Welcome to the documentation of multilstsq!¶
Least squares fitting is a underlying method for numerous applications, the most common one being linear regression. It consists in finding the parameters vector β°
which minimizes ‖ε‖₂
in the equation y = Xβ + ε
, where X
is the design matrix, y
the observation vector, and ε the error vector.
Since it is a fundamental algorithm, a number of Python 3 implementations exist, with different feature sets and performance, such as: numpy.linalg.lstsq
, scipy.stats.linregress
, sklearn.linear_model.LinearRegression
and statsmodel.OLS
.
However, the current available libraries are not designed to work on a large quantity of simultaneous problems, for example solving a least square problem for each pixel of an image. Iterating over a large number of small problems is inefficient. Moreover, when doing linear regression, it is often tedious to build the design matrix X
.
The goal of multilstsq
is to work on arrays of problems, with good performance, low memory requirements, reliability and flexibility. It also provides a way to automate the construction of the relevant structures (mostly the design matrix), using a model given as a string. It however does not strive to be a complete statistical library such as what would be provided by statsmodel
or the language R
.
To reach these goals, multilstsq
uses the following techniques:
- It is possible to compute
β°=(XᵀX)⁻¹Xᵀy
incrementally, due to the linearity ofXᵀX
andXᵀy
, by providing data in chunks. - Inverting
XᵀX
is done by explicit formulas when the dimension is small. This has the advantage of being vector operations which can be applied simultaneously on all problems. - Masked data are handled as lines of zeros in the design matrix and the observation, which in fact have no effect. This allows adding different amount of data in different subproblems.
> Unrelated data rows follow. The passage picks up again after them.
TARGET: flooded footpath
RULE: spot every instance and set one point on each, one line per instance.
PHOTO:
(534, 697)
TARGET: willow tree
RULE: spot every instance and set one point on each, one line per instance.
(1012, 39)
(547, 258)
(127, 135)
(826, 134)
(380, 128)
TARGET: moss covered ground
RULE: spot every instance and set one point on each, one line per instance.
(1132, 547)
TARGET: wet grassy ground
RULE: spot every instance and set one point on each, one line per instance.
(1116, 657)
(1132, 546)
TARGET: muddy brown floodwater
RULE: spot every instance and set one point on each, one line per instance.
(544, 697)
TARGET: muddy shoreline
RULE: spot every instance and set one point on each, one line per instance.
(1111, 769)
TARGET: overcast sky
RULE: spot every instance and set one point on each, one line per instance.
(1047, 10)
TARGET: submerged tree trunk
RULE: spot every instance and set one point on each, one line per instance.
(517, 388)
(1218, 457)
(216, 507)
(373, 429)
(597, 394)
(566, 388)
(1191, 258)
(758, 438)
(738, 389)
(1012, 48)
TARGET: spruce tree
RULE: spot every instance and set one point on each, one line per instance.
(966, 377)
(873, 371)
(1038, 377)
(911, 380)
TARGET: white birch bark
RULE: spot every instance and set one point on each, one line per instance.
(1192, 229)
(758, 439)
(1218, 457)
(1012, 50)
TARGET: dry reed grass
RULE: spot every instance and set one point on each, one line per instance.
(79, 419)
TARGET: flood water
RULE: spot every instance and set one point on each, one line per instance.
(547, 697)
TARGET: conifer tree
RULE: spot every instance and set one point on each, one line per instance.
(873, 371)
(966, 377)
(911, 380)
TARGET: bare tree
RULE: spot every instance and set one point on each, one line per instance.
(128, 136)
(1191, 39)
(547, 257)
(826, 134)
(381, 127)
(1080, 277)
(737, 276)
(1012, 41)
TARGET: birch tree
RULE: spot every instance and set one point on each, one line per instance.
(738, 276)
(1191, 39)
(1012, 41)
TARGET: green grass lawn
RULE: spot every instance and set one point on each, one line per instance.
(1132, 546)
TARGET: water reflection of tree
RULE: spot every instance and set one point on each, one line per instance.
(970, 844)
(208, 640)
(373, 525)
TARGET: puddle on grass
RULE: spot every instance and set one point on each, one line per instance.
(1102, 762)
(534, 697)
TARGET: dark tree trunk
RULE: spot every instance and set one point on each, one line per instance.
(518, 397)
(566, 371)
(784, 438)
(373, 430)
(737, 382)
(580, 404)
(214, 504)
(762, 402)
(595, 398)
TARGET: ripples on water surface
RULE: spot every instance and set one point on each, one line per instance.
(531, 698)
- For regression, an expression evaluator is implemented, which converts the input model from the user (for example
b0+b1*x0
) into the complex expression needed to build the design matrix from the vectorX
provided by the user. In that example, it is:np.concatenate([np.ones(o_dim)[(..., np.newaxis)], ((X)[..., :, 0])[(..., np.newaxis)]])
. This expression evaluator also may be useful for other purposes in other libraries.
Example use¶
import numpy as np
from multilstsq import MultiRegression
x1 = np.array([1.47, 1.50, 1.52, 1.55, 1.57, 1.60, 1.63, 1.65, 1.68, 1.70, 1.73, 1.75, 1.78, 1.80, 1.83])
y1 = np.array([52.21, 53.12, 54.48, 55.84, 57.20, 58.57, 59.93, 61.29, 63.11, 64.47, 66.28, 68.10, 69.92, 72.19, 74.46])
x2 = np.arange(10)
y2 = np.arange(10)
X = np.ma.masked_all((2, max(len(x1), len(x2)), 1))
y = np.ma.masked_all((2, max(len(x1), len(x2)), 1))
X[0, :len(x1), 0] = x1
X[1, :len(x2), 0] = x2
y[0, :len(y1), 0] = y1
y[1, :len(y2), 0] = y2
mr = MultiRegression((2,), 'b0 + b1*x0 + b2*(x0**2)')
mr.add_data(X,y)
mr.switch_to_variance()
mr.add_data(X,y)
print(mr.beta)
#Identify parameter names in the parameter vector
print(mr.beta_names)
#Get the covariance matrix for the first problem
print(mr.variance[0])
#Get the expression to predict for the first problem
expr = mr.get_expr_for_idx((0,))
#Evaluate at x=1.79
print(expr(1.79))
The nice thing about this module is that it is possible to change the model by only changing the line instanciating the MultiRegression object. For example, for a quadratic regression:
mr = MultiRegression((2,), 'b0 + b1*x0 + b2*(x0**2)')
Documentation contents¶
Installation¶
multilstsq
can be installed either using pip
, or from source.
Since multilstsq
requires Python 3
, you should ensure that you’re using the correct pip
executable. On some distributions, the executable is named pip3
.
It is possible to check the Python
version of pip
using:
pip -V
Similarly, you may need to use py.test-3
instead of py.test
.
Manual installation from source¶
To install manually, run the following:
git clone https://github.com/UniNE-CHYN/multilstsq
cd multilstsq
pip install .
To contribute, use pip install -e
instead of pip install
. This sets a link to the source folder in the python installation, instead of copying the files.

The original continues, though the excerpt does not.